五島慶太先生は事業拡大を進める傍ら、「事業は人なり」の考えのもと、教育にも強い関心をもっていました。そして、先生が事業とは別に、営利を目的としない公益法人として、本校の経営母体である五島育英会を設立したのも、そして、この等々力の地に私財を投じて本校の前身である東横女子商業学校を創立したのも、あるいは、鉄道沿線に実に多くの学校を誘致したり経営難に苦しむ学校を経済的に支援したりしたのも、これらはみな、まさに慶太先生の事業欲を超えた社会貢献の思いからの行為に他なりません。誘致に際しては無償で行ったことさえあったほどです。
また、先生はある講演で、人間が社会的存在である以上、安定した社会の存立が個人の生の充実を保障するということを述べていて、安定した社会の存立のためには社会に対する奉仕の精神を個々人が発揮しなければならないと指摘しています。
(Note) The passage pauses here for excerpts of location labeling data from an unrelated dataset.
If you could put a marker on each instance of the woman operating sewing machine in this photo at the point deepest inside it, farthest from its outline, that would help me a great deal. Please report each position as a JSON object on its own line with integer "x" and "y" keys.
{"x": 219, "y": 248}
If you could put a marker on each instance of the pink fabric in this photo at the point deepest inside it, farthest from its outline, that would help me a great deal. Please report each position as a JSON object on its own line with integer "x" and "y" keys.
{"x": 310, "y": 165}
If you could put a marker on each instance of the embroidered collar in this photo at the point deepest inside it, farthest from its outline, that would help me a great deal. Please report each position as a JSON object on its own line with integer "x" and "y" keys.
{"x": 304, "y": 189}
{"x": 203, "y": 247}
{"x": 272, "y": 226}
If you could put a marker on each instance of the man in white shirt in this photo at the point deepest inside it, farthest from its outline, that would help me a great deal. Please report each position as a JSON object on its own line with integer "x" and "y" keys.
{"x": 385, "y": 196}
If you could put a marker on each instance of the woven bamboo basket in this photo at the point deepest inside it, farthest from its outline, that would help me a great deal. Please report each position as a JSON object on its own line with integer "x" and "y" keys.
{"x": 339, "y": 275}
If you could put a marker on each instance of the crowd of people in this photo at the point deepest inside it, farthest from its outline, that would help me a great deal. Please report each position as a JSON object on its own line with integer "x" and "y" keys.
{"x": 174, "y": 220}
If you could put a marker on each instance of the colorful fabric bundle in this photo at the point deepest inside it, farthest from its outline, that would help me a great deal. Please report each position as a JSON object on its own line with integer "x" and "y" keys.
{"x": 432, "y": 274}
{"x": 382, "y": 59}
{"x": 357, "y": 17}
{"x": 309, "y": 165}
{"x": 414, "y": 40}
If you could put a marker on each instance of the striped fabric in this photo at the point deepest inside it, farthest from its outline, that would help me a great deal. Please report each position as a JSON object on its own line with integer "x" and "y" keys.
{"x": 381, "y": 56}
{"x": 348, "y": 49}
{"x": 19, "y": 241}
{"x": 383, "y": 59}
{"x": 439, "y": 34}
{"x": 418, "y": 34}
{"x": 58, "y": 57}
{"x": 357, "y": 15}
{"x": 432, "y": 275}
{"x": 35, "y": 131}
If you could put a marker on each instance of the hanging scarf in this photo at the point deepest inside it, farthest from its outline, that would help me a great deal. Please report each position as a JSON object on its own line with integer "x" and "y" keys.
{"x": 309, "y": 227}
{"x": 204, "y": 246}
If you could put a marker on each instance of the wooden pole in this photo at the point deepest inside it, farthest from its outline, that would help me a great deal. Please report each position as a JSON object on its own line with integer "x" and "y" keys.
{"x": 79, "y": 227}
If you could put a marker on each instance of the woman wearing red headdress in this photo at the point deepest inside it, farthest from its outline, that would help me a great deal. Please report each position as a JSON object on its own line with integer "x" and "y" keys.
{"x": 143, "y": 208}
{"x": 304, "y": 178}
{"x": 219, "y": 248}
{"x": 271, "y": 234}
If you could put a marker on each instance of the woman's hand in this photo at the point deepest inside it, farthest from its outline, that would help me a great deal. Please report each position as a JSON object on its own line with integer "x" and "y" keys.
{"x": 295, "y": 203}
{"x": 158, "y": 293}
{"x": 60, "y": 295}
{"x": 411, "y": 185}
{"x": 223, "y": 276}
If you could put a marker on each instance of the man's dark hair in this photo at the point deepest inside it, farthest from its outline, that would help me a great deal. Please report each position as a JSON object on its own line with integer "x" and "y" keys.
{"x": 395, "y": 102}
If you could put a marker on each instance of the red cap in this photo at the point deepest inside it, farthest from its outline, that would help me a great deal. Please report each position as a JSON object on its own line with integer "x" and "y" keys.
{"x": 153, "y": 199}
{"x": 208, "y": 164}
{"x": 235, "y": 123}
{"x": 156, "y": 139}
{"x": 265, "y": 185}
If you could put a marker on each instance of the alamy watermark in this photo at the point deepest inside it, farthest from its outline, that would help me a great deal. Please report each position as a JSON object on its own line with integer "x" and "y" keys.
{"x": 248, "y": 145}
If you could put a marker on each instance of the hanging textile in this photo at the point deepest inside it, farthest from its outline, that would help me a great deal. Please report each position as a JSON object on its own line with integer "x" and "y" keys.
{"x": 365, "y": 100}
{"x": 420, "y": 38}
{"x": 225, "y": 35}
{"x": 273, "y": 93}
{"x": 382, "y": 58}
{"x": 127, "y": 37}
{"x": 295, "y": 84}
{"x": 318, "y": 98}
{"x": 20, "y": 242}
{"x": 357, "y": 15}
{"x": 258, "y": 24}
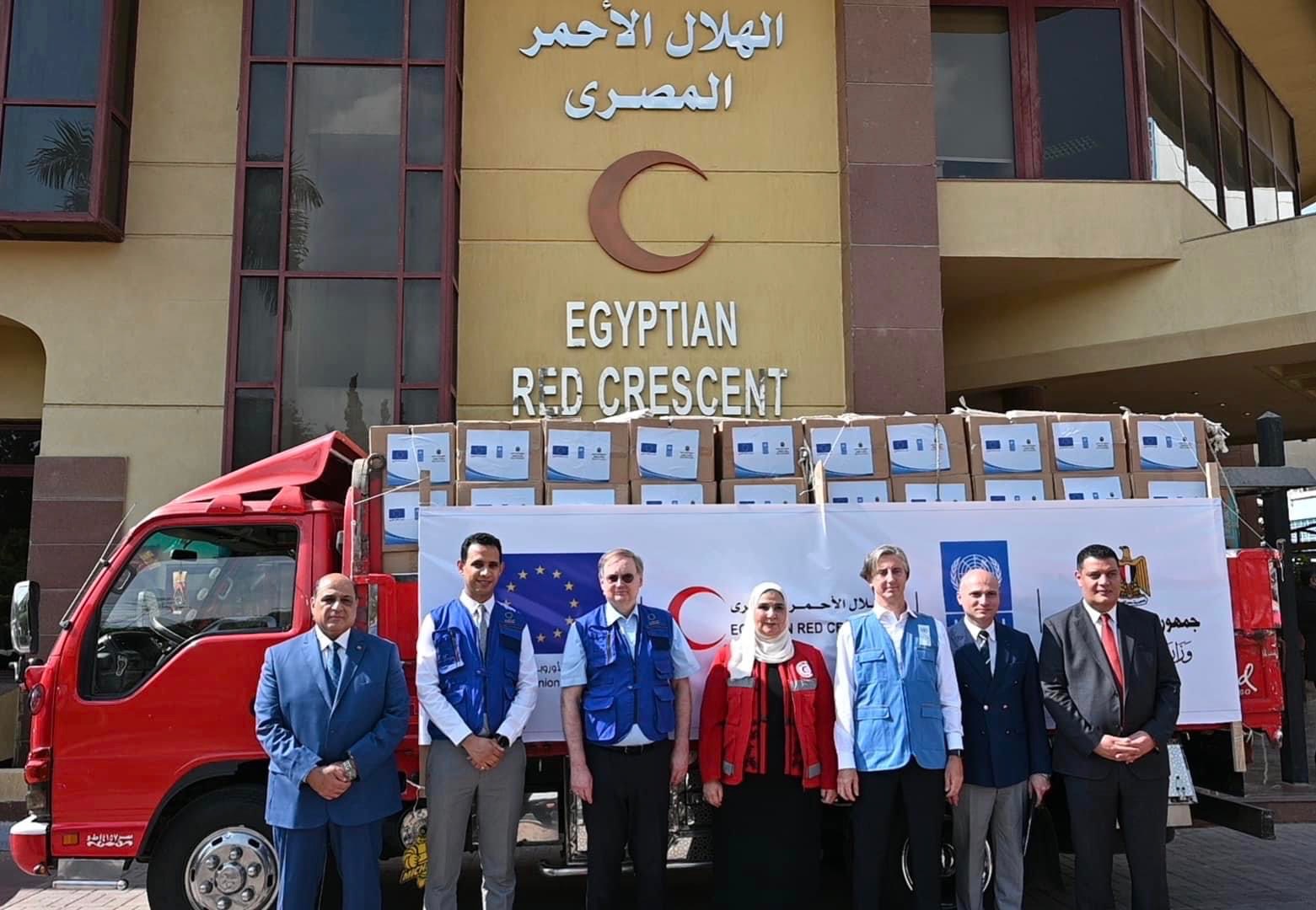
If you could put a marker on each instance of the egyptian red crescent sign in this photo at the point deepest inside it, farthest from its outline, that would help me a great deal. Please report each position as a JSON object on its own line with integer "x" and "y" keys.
{"x": 605, "y": 213}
そして、この奉仕の精神こそ人間道徳の根本である、孔子や釈迦やキリストの説くところも、結局のところ、その根本は自己を社会や国家など多くの人のために奉仕させることにあると明確に語っています。
この東京都市大学等々力中学校・高等学校は日本屈指の大実業家の、「世のため人のために」という熱い思いから出発した学校である、そうであるがゆえに、本校は「ノブレス・オブリージュの精神の育成」を建学の理念に掲げて再出発したのです。
noblesse oblige ―高潔な若人が果たすべき責任と義務― は本校創立者・五島慶太先生の遺志であるのです。